And once again, as with every other time, the Western left is nowhere to be found.
I refer to the same group who, on October 7, 2023—and in the days that followed, before any Israeli response—jubilated at the “resistance” of so-called “freedom fighters.” Islamist terrorists, by any honest definition. They championed a group that has done nothing, anywhere, at any point in history, to demonstrate a serious commitment to self-determination that leads to freedom, dignity, or prosperity. Instead, as is the Islamist playbook, they seek to dominate at home, terrorize abroad, and rely on Western leftist allies to launder their violence into moral abstraction.

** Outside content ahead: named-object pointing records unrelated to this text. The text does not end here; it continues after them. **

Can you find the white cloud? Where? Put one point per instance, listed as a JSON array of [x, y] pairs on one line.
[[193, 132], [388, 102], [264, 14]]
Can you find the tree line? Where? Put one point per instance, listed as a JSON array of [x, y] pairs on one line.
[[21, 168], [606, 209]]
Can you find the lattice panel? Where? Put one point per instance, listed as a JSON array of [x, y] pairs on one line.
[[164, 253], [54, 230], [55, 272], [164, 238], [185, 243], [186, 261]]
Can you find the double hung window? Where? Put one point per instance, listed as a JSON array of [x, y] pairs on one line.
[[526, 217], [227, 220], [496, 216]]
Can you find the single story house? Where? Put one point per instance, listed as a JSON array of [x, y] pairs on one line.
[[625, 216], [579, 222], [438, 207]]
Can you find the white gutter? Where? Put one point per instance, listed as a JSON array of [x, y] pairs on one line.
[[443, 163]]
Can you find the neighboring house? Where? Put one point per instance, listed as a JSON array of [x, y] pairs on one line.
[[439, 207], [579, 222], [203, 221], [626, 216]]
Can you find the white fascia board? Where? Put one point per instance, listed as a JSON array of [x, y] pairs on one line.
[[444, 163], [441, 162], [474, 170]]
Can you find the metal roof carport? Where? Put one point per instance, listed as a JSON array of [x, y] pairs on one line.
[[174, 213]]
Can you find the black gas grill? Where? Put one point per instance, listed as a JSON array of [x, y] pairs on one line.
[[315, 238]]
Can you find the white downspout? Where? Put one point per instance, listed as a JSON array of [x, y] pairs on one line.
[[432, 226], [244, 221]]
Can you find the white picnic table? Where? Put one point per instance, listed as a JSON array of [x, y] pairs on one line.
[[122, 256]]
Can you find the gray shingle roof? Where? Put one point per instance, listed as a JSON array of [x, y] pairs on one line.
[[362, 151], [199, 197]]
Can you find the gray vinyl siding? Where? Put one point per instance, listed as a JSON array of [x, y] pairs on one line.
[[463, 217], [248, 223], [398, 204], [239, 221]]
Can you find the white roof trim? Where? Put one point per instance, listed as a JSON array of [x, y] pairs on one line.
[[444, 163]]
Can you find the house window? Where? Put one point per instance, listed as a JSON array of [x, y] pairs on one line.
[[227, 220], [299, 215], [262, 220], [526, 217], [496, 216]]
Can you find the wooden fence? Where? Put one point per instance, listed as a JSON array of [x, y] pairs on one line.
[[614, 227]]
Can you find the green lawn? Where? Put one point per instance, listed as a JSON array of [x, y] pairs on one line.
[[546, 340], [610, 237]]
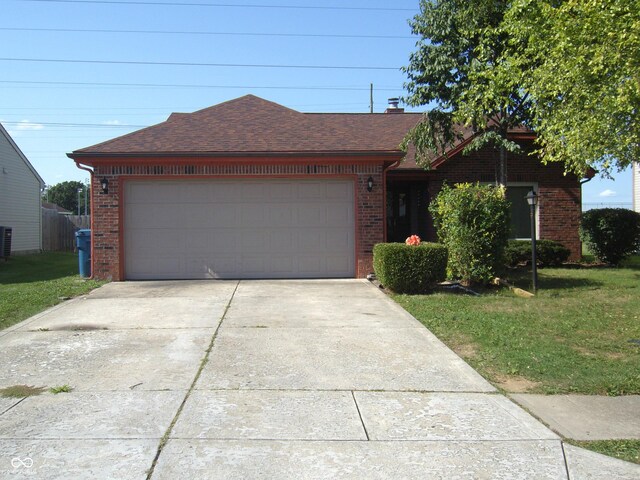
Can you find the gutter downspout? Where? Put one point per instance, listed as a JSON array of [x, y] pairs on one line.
[[91, 225]]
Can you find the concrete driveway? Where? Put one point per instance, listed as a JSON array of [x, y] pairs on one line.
[[259, 379]]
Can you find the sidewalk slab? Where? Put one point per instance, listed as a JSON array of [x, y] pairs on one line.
[[206, 459], [270, 415], [104, 360], [586, 417], [105, 415], [336, 359], [314, 312], [446, 416], [76, 459], [587, 465], [89, 313], [167, 288]]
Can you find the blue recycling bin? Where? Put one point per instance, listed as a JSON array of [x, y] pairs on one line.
[[83, 243]]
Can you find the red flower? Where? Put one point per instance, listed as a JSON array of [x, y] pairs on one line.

Meanwhile, the peaceful and freedom-loving people of Iran—actual freedom fighters, with actual intent to live normal, prosperous lives—receive no such sympathy. No campus chants. No viral outrage. No moral urgency. Instead, we are left largely with the backing of the maligned right. (For which, by the way, we are grateful—whatever their motives.)

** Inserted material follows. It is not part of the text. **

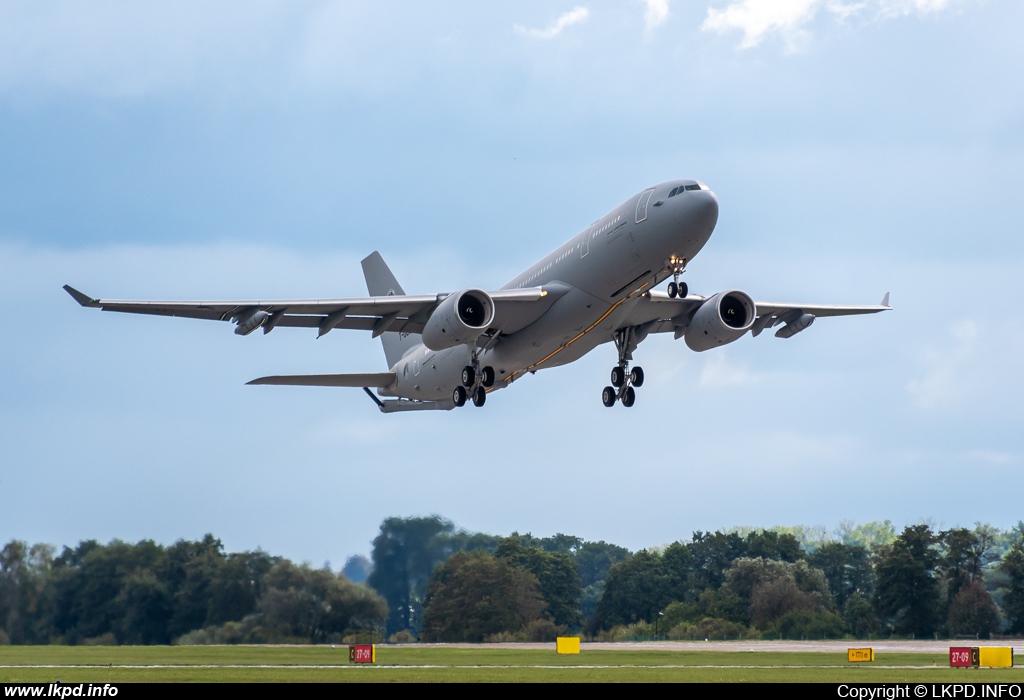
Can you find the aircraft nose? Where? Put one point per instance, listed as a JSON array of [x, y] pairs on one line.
[[709, 209]]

This is no new phenomenon—it is a pattern. One that predates the Islamic Republic itself.
I do not approach this as an abstract political issue; I spent my childhood summers in Iran, saw the system firsthand, and this injustice has remained the most defining and animating political issue of my life.
Let me recap real quick.
The 1979 revolution did not begin as a purely Islamist uprising. It was a coalition: Islamists, the Communist Tudeh party, Islamist-Marxist groups, and other leftist factions, united primarily by shared hostility toward the Shah and toward the West. These alliances were not accidental. Islamists and leftists have long found convenience in each other, particularly in their shared anti-Western instincts.
And what happened once the Shah fell?
Every one of those leftist allies was systematically eliminated—executed or exiled. Once the Islamists consolidated power, the leftists’ temporary usefulness expired, and the fundamental incompatibility between Islamism and leftist ideology was resolved the only way Islamism knows how to resolve such tensions: through eradication.
Fast-forward to 2009. Millions of Iranians poured into the streets to protest a blatantly rigged election, demanding something modest by any global standard: less theocracy, more accountability. They were met not with reform, but with violence—beatings, live fire, mass arrests, and killings carried out by the regime’s security forces.
What did President Obama do?
He stayed silent.
Years later, he would acknowledge that this was a mistake. But at the time, silence was policy. After all, the Democrats were long determined to strike a nuclear deal at nearly any cost—granting the regime international legitimacy and billions in sanctions relief, even as it continued to brutalize its own population and export violence across the region.
Despite that betrayal, Iranians did not stop. Protests continued, intermittently but persistently, over the next decade. Each wave was met with repression. Each time, the world largely looked away.
Then came 2022.
The Woman, Life, Freedom uprising—sparked by the death of Mahsa Amini, whose crime was exposing too much hair. A young woman beaten to death for a strand of hair. One might imagine this would ignite the global left, so quick to claim feminism and human rights as its moral domain.
It did not.
Instead, we heard silence. Or worse, hesitation. Warnings about “cultural relativism.” Concern about criticizing the laws of a foreign country. As though the threat of death for women expressing themselves were a delicate anthropological question rather than a moral emergency.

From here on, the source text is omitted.